O Paradoxo Climático: Chuva Abundante, Neve Insuficiente

Os meses anteriores ao relatório foram caracterizados por um paradoxo: muita precipitação, mas pouca neve. Desde o início do ano hídrico em 1º de outubro de 2025, várias regiões no Oeste experimentaram volumes de precipitação médios ou acima da média. Contudo, o calor recorde que assolou uma vasta extensão da região transformou a maior parte dessa precipitação em chuva, não em neve. Um evento notável foi o rio atmosférico que atingiu o noroeste do Pacífico em dezembro de 2025, um claro exemplo de precipitação morna que não contribuiu para o acúmulo de neve nas montanhas.

Impacto da Elevação e as Impressões Digitais das Mudanças Climáticas

Uma análise mais detalhada revela uma nuance dependente da elevação: em áreas como o sul da Serra Nevada e as Montanhas Rochosas do Norte, picos mais altos registraram uma proporção maior de precipitação em forma de neve. No entanto, o SWE geral permaneceu baixo em altitudes mais baixas. Daniel Swain, cientista climático do California Institute of Water Resources, descreveu a situação como um "déficit de neve clássico, impulsionado pela temperatura e dependente da elevação, com as digitais das mudanças climáticas". Isso sugere que, mesmo com a mesma quantidade de chuva, a elevação crítica para o acúmulo de neve está subindo devido ao aquecimento global.

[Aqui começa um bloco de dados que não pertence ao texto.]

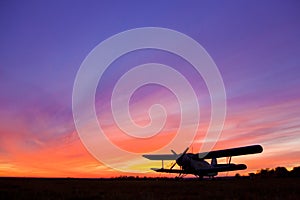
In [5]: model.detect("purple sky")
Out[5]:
[0,0,300,176]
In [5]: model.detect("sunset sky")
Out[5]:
[0,0,300,177]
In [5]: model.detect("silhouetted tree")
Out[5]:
[291,166,300,177]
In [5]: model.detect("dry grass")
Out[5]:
[0,178,300,200]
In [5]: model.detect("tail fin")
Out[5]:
[210,158,218,166]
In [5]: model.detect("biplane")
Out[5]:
[143,145,263,179]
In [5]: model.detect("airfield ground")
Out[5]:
[0,178,300,200]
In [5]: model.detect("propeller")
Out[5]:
[170,147,189,169]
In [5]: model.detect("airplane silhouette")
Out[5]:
[143,145,263,179]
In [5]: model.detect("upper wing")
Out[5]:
[143,154,181,160]
[194,145,263,159]
[151,168,190,174]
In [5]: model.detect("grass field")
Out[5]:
[0,178,300,200]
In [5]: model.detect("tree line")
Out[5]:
[246,166,300,178]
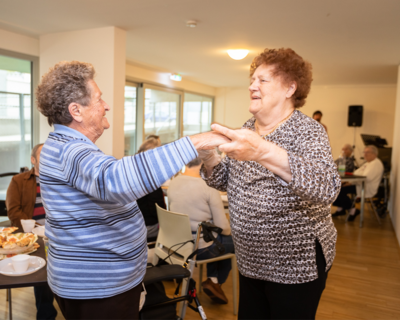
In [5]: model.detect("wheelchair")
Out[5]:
[139,222,222,320]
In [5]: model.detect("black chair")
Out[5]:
[0,172,18,217]
[140,223,207,320]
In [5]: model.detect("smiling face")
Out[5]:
[249,64,295,117]
[82,80,110,138]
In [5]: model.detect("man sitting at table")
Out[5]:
[6,144,57,320]
[168,158,234,304]
[335,144,354,172]
[332,145,384,221]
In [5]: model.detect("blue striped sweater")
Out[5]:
[40,125,197,299]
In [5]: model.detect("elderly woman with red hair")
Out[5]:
[200,49,340,320]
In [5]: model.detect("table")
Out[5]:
[340,175,367,228]
[0,237,47,320]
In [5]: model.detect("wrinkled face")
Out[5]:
[249,64,288,116]
[82,80,110,137]
[342,147,353,158]
[313,113,322,122]
[363,148,376,162]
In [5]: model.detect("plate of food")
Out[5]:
[0,257,46,277]
[0,227,18,234]
[0,229,39,260]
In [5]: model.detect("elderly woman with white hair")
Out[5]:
[332,145,384,221]
[37,61,229,320]
[335,143,355,172]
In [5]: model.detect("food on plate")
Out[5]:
[0,227,18,233]
[0,233,7,247]
[0,233,38,260]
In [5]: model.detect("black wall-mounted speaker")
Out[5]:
[347,106,363,127]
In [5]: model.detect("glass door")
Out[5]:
[183,93,213,136]
[0,55,32,200]
[124,83,137,156]
[143,87,182,144]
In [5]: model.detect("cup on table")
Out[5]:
[21,219,36,232]
[43,237,49,259]
[11,254,30,273]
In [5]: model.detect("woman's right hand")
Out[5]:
[189,131,231,152]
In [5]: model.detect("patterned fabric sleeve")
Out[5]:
[58,138,197,204]
[281,124,341,205]
[200,157,229,192]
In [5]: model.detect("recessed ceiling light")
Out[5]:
[227,49,249,60]
[169,73,182,81]
[186,20,197,28]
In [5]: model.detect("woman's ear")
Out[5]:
[286,81,297,99]
[68,102,83,122]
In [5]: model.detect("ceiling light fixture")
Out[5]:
[169,73,182,81]
[186,20,197,28]
[227,49,249,60]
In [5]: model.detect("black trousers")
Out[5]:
[238,241,328,320]
[333,186,357,210]
[54,283,143,320]
[33,283,57,320]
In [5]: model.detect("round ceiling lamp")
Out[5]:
[186,20,197,28]
[227,49,249,60]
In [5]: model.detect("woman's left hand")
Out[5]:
[211,124,292,182]
[211,124,269,162]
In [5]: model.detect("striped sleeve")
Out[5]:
[63,137,197,204]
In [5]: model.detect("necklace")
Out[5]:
[254,110,294,138]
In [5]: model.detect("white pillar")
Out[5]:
[389,66,400,243]
[40,27,126,158]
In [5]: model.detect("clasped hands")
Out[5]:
[190,124,269,169]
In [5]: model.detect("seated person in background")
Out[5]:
[137,138,167,241]
[6,144,57,320]
[313,110,328,132]
[332,145,384,221]
[168,158,234,304]
[335,144,354,172]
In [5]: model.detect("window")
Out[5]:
[0,55,32,195]
[124,82,213,155]
[143,88,181,144]
[183,93,213,136]
[124,83,137,156]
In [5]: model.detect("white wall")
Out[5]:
[0,29,39,57]
[215,85,396,164]
[389,66,400,244]
[40,27,126,158]
[125,62,216,96]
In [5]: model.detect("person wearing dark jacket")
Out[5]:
[6,144,57,320]
[136,137,167,240]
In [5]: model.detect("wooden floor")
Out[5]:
[0,206,400,320]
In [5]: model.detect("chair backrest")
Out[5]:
[153,205,194,265]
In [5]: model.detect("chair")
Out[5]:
[153,205,238,315]
[0,172,18,217]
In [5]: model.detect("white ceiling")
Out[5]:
[0,0,400,87]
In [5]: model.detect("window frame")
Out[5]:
[0,49,40,149]
[125,77,215,151]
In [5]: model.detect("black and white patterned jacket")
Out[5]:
[202,110,341,284]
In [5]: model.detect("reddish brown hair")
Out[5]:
[250,48,313,108]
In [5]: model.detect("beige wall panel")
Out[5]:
[126,63,216,96]
[0,29,39,57]
[40,27,126,158]
[389,66,400,243]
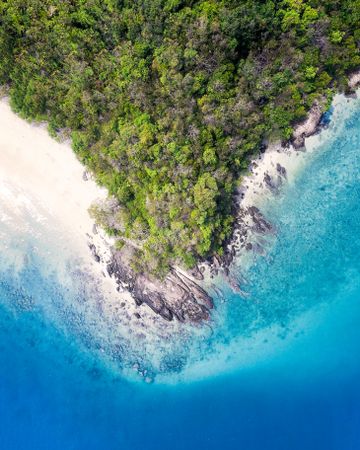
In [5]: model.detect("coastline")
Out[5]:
[0,71,360,328]
[200,70,360,288]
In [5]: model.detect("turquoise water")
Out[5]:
[0,93,360,450]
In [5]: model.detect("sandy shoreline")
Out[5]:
[199,71,360,284]
[0,72,360,321]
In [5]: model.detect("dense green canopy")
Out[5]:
[0,0,360,273]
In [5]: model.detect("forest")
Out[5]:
[0,0,360,277]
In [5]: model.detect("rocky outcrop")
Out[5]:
[107,246,214,323]
[292,100,325,149]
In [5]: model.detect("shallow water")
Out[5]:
[0,93,360,450]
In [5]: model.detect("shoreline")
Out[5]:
[195,70,360,288]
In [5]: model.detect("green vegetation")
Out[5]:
[0,0,360,274]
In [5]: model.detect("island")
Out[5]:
[0,0,360,322]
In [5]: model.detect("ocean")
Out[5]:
[0,92,360,450]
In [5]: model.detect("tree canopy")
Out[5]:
[0,0,360,274]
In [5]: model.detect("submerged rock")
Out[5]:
[107,246,214,323]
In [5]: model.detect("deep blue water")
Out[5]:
[0,92,360,450]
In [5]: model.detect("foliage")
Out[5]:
[0,0,360,273]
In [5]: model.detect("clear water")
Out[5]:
[0,93,360,450]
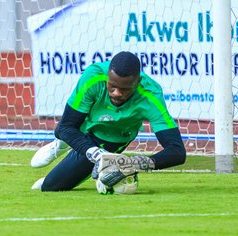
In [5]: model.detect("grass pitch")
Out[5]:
[0,150,238,236]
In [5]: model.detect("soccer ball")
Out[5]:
[96,174,138,194]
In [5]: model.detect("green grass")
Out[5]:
[0,150,238,236]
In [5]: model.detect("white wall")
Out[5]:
[0,0,72,51]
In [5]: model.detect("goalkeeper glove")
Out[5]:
[86,147,108,179]
[98,153,155,187]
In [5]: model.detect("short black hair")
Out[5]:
[109,51,140,77]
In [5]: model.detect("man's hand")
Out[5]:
[86,147,107,179]
[98,153,154,187]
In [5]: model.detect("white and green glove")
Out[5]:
[98,153,155,187]
[86,147,109,179]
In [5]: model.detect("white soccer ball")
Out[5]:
[96,174,138,194]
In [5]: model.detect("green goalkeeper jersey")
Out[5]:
[68,61,177,143]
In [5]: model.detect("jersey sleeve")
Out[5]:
[139,74,177,133]
[67,65,107,113]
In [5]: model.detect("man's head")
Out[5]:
[107,51,140,106]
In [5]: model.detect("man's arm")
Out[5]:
[55,104,97,154]
[150,128,186,169]
[99,128,186,187]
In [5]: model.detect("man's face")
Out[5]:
[107,70,140,106]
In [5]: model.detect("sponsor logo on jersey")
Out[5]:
[98,115,114,121]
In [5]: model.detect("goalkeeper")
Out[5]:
[31,51,186,191]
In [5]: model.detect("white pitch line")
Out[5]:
[0,163,214,173]
[0,213,235,222]
[0,163,28,166]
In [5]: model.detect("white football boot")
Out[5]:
[31,177,45,190]
[31,139,70,168]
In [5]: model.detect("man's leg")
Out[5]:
[41,150,94,191]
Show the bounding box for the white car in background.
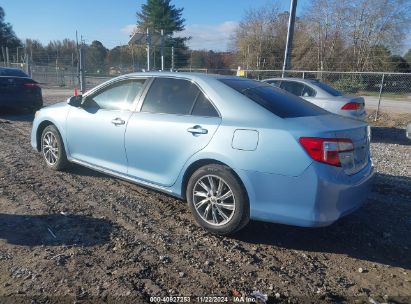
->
[262,78,366,120]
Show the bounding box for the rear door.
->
[125,77,221,186]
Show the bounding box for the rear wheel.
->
[186,164,250,235]
[41,125,68,171]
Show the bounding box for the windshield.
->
[219,79,328,118]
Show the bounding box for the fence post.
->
[79,47,86,94]
[374,73,385,121]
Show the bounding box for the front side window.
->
[141,78,201,115]
[219,79,328,118]
[85,79,146,110]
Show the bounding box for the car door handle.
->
[187,125,208,135]
[111,117,126,126]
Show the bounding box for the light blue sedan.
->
[31,73,374,234]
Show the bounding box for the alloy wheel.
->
[193,175,235,226]
[42,132,60,166]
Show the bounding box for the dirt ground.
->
[0,89,411,303]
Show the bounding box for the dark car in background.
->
[0,68,43,113]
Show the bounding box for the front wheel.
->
[186,164,250,235]
[41,125,68,171]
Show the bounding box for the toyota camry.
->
[31,72,374,234]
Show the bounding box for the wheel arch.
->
[181,158,250,201]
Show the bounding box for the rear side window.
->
[220,79,328,118]
[141,78,200,115]
[191,92,218,117]
[281,81,304,96]
[265,80,281,87]
[312,80,343,96]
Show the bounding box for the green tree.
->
[0,6,21,48]
[137,0,190,67]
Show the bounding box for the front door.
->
[67,79,149,174]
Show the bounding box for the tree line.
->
[0,0,411,75]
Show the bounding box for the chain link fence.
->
[0,63,411,119]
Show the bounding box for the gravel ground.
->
[0,94,411,303]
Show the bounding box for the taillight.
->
[300,137,354,167]
[24,82,40,89]
[341,101,361,110]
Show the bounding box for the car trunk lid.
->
[286,115,370,175]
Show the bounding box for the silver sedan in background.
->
[263,78,366,120]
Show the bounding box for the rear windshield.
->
[312,81,343,96]
[0,68,29,77]
[219,79,328,118]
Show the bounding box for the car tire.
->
[41,125,69,171]
[186,164,250,235]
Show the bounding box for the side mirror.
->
[67,95,83,108]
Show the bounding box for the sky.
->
[0,0,411,53]
[0,0,307,51]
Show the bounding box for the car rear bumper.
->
[240,160,374,227]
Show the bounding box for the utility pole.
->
[147,29,151,72]
[79,46,86,94]
[24,48,33,77]
[281,0,297,77]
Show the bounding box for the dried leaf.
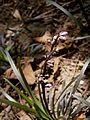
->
[4,64,35,85]
[23,64,35,84]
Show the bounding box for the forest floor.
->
[0,0,90,120]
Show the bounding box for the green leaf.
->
[4,78,34,106]
[0,99,36,115]
[0,87,16,102]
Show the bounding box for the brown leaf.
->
[4,63,35,85]
[23,64,36,84]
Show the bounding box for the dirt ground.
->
[0,0,90,120]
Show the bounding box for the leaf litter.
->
[0,1,90,120]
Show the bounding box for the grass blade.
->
[0,99,36,115]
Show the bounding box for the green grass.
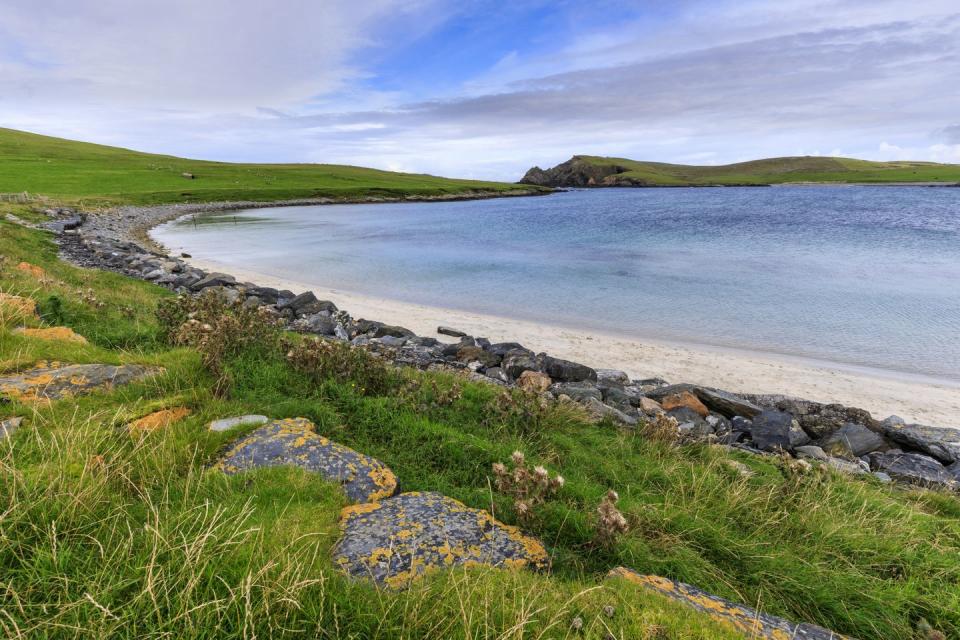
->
[0,218,960,640]
[577,156,960,186]
[0,128,544,206]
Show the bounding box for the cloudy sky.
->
[0,0,960,180]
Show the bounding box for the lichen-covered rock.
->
[207,415,270,432]
[215,418,398,502]
[127,407,190,435]
[13,327,87,344]
[0,361,160,402]
[333,492,548,587]
[609,567,849,640]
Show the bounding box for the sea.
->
[153,186,960,382]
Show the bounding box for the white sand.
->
[189,254,960,428]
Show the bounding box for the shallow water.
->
[154,187,960,380]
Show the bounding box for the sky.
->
[0,0,960,181]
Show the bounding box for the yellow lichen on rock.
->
[14,327,87,344]
[127,407,190,435]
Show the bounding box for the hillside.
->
[0,128,544,205]
[521,156,960,187]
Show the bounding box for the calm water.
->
[155,187,960,380]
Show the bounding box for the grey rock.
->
[207,415,270,432]
[819,422,886,458]
[539,355,597,382]
[882,424,960,464]
[870,452,956,488]
[750,410,810,451]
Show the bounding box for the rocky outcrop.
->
[215,418,398,502]
[609,567,850,640]
[333,492,548,587]
[0,362,160,402]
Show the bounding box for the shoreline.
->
[154,248,960,426]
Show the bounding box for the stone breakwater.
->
[41,203,960,490]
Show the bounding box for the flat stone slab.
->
[609,567,851,640]
[333,492,548,587]
[13,327,87,344]
[0,361,160,402]
[214,418,398,502]
[207,415,270,432]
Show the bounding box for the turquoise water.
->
[155,187,960,380]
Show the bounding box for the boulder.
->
[190,273,237,291]
[609,567,850,640]
[207,415,270,432]
[583,398,638,427]
[869,452,956,487]
[819,422,886,458]
[0,361,160,402]
[597,369,630,387]
[333,492,549,587]
[550,382,603,403]
[437,325,467,338]
[540,355,597,382]
[660,391,710,418]
[215,418,398,502]
[491,349,553,380]
[13,327,87,344]
[517,371,553,393]
[750,410,810,451]
[881,421,960,464]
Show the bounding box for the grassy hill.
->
[523,156,960,187]
[0,204,960,640]
[0,128,544,205]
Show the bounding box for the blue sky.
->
[0,0,960,180]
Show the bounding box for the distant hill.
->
[521,156,960,187]
[0,128,544,209]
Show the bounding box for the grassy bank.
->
[0,129,544,206]
[536,156,960,186]
[0,205,960,640]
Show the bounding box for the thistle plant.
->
[596,489,630,547]
[493,451,564,522]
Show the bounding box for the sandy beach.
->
[182,254,960,427]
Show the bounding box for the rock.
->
[13,327,87,344]
[638,396,663,416]
[794,444,830,462]
[597,369,630,387]
[646,384,762,418]
[207,415,270,432]
[870,452,956,487]
[550,382,603,403]
[517,371,553,393]
[0,416,23,440]
[502,349,540,380]
[0,293,37,321]
[540,356,597,382]
[882,423,960,464]
[190,273,237,291]
[660,391,710,418]
[609,567,850,640]
[333,492,548,587]
[820,422,886,458]
[127,407,190,435]
[750,410,810,451]
[583,398,638,426]
[0,361,160,402]
[215,418,397,502]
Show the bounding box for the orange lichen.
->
[14,327,87,344]
[127,407,190,434]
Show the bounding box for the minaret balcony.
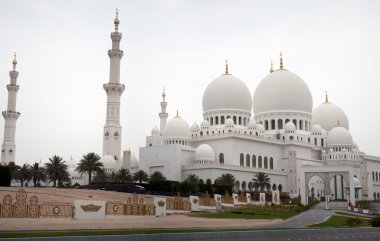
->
[7,84,20,91]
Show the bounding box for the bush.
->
[346,218,362,227]
[369,215,380,227]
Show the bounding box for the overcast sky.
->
[0,0,380,164]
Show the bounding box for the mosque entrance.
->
[305,172,350,209]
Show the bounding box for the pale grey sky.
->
[0,0,380,164]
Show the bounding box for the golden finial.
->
[225,59,228,74]
[269,60,274,73]
[162,87,166,101]
[113,8,120,25]
[280,52,284,69]
[12,53,17,69]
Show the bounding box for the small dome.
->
[201,120,210,129]
[225,118,235,127]
[151,126,160,136]
[284,121,296,132]
[195,144,215,161]
[253,70,313,115]
[248,120,257,129]
[164,117,191,139]
[257,124,265,131]
[100,155,117,169]
[311,102,349,131]
[191,122,199,132]
[311,124,322,134]
[202,74,252,113]
[326,126,353,147]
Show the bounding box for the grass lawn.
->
[189,207,299,219]
[310,215,371,228]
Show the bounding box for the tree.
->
[215,173,236,187]
[45,155,70,187]
[14,164,32,187]
[184,173,199,184]
[116,168,132,182]
[252,172,270,192]
[133,170,149,184]
[30,162,46,187]
[149,171,166,182]
[75,152,103,184]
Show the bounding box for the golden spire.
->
[162,87,166,101]
[12,53,17,70]
[269,60,274,73]
[113,8,120,26]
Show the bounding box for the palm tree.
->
[184,174,199,184]
[215,173,236,187]
[45,155,70,187]
[116,168,132,182]
[14,164,32,187]
[149,171,166,182]
[252,172,270,192]
[30,162,46,187]
[75,152,103,184]
[133,170,149,184]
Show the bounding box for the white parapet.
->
[74,200,106,220]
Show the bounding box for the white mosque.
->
[2,10,380,203]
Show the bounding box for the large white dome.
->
[253,70,313,115]
[326,126,354,147]
[195,144,215,161]
[312,102,349,131]
[202,74,252,113]
[164,116,191,139]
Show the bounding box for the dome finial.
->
[162,86,166,101]
[12,52,17,70]
[113,8,120,30]
[269,60,274,73]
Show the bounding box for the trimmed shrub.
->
[369,215,380,227]
[346,218,362,227]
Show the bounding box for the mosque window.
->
[269,157,273,170]
[241,181,247,190]
[264,157,268,169]
[219,153,224,164]
[278,119,284,130]
[259,156,263,168]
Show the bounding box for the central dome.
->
[202,74,252,113]
[253,69,313,115]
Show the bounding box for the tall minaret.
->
[1,54,20,163]
[158,88,168,136]
[103,9,125,160]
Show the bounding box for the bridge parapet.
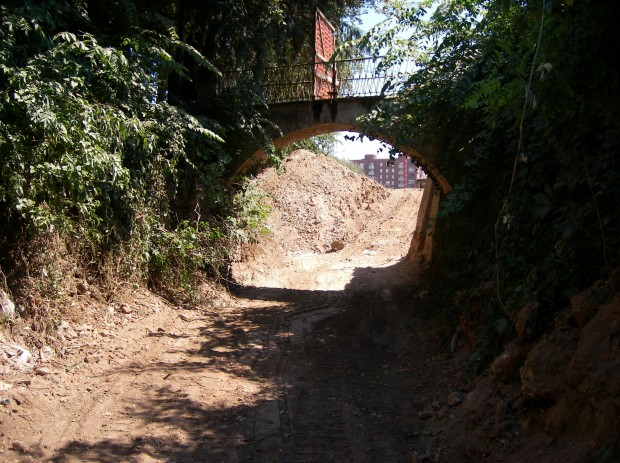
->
[220,57,414,104]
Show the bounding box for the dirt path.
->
[0,150,470,463]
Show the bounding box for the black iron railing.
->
[220,58,414,103]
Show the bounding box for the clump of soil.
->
[247,150,389,253]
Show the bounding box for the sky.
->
[335,10,389,160]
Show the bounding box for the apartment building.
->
[351,154,427,188]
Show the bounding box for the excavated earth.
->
[0,151,617,463]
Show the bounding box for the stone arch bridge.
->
[221,58,444,260]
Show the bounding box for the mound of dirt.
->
[255,150,389,253]
[232,150,422,288]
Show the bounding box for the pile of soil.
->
[0,147,620,463]
[255,150,390,253]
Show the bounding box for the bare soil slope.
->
[0,151,620,463]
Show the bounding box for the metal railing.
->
[220,57,414,103]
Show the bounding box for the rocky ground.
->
[0,151,620,463]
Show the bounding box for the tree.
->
[356,0,620,362]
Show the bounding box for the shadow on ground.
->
[48,262,456,463]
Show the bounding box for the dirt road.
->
[0,151,463,463]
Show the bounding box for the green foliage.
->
[358,0,620,370]
[226,179,271,252]
[148,221,228,299]
[0,1,234,306]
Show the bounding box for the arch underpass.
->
[230,96,444,261]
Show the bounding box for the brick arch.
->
[235,121,452,194]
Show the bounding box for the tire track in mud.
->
[249,284,458,463]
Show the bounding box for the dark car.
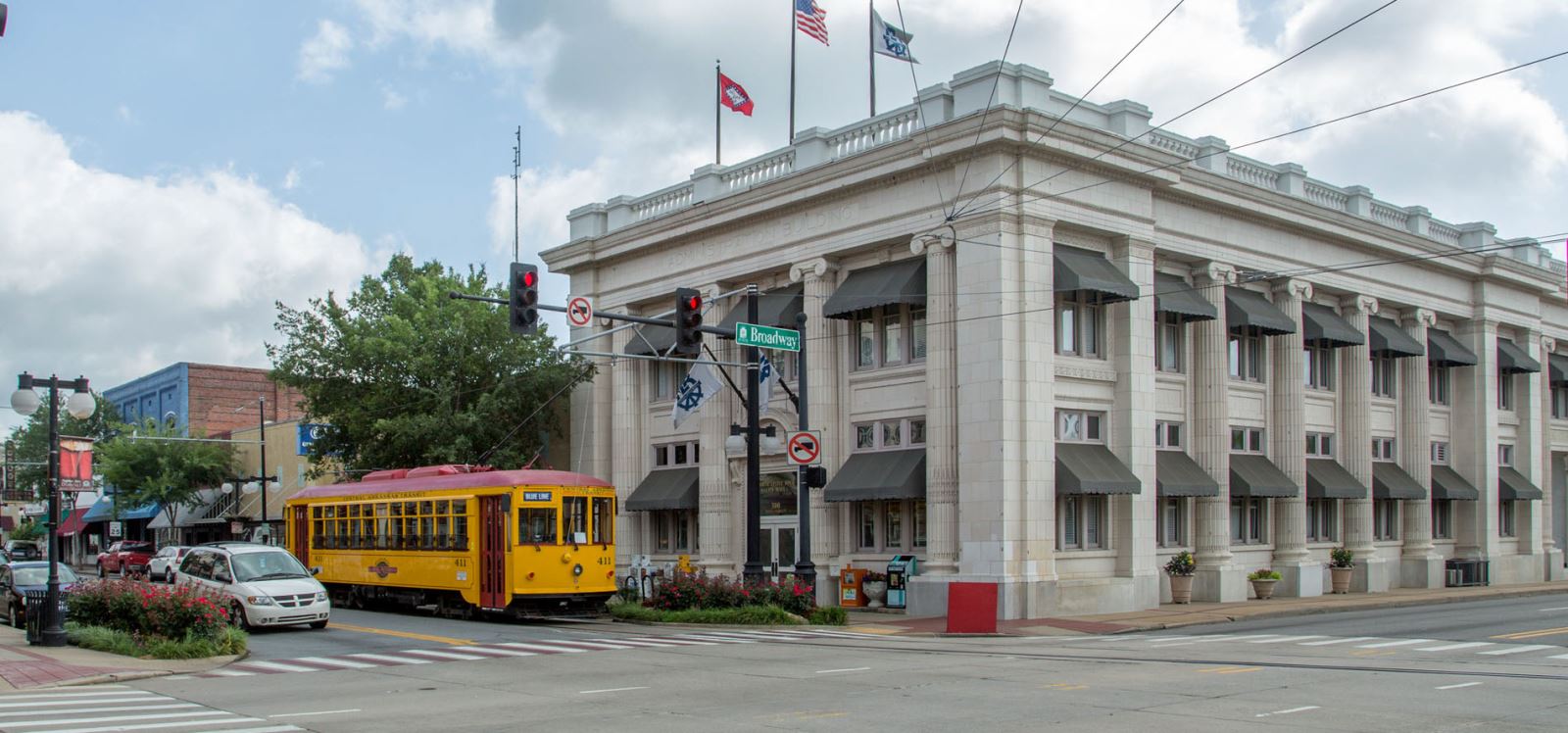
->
[0,562,81,628]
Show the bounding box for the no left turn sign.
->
[784,431,821,465]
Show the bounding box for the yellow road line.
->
[331,622,475,645]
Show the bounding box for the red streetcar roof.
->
[290,468,612,501]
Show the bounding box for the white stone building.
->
[544,63,1568,618]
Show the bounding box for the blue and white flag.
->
[872,11,919,65]
[674,359,724,427]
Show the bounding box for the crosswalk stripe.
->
[1477,644,1560,657]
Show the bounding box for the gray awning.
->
[1056,443,1143,497]
[823,448,925,501]
[821,257,925,318]
[1231,453,1301,498]
[1154,272,1220,321]
[1432,464,1480,501]
[1427,329,1480,366]
[1367,317,1427,359]
[1497,338,1542,374]
[1154,451,1220,497]
[1301,302,1367,349]
[1497,465,1542,501]
[1225,286,1296,335]
[1372,461,1427,500]
[1546,354,1568,384]
[718,285,805,329]
[1306,459,1367,498]
[625,468,698,513]
[1053,244,1139,302]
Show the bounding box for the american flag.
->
[795,0,828,45]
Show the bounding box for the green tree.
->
[6,390,125,497]
[267,256,591,471]
[97,419,235,526]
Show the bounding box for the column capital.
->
[789,257,839,282]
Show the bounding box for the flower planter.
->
[1328,567,1354,594]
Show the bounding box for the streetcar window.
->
[517,506,555,545]
[593,497,614,545]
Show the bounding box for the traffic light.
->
[674,288,703,359]
[512,262,539,335]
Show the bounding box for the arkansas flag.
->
[718,73,751,118]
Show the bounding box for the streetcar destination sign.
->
[735,322,800,351]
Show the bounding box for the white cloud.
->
[0,113,373,421]
[300,21,355,84]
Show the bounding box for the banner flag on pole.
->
[674,359,724,427]
[872,10,920,65]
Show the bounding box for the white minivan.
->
[177,542,332,628]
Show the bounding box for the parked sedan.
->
[0,562,81,628]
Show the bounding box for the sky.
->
[0,0,1568,427]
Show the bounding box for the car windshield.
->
[229,550,311,583]
[16,565,80,586]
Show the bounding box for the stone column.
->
[1268,278,1323,597]
[1335,296,1390,592]
[1189,264,1247,602]
[909,230,958,575]
[789,257,840,605]
[610,329,649,562]
[1397,309,1445,587]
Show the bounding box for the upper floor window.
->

Implicações de Longo Prazo para a Água e o Meio Ambiente

A distinção entre chuva e neve tem profundas implicações para a gestão hídrica. A chuva tende a escoar rapidamente, com pouca chance de recarregar reservatórios e aquíferos subterrâneos. Em contraste, a neve acumulada nas montanhas se derrete gradualmente na primavera, fornecendo um suprimento de água sustentado e medido, essencial durante os meses mais secos. A saúde do manto de neve é, portanto, vital para a manutenção dos ecossistemas, para a dinâmica dos incêndios florestais e para a disponibilidade de água para a agricultura e outras necessidades em toda a região.

Apesar de ainda haver uma parte considerável do inverno pela frente, com fevereiro e março potencialmente trazendo quantidades significativas de neve, a possibilidade de compensar os déficits atuais é incerta. Em áreas que já enfrentam condições de seca, como o noroeste do Pacífico e a bacia do rio Colorado, a atual seca de neve pode agravar ou até mesmo transformar-se em uma seca tradicional, intensificando os desafios hídricos para milhões de pessoas e a biodiversidade local.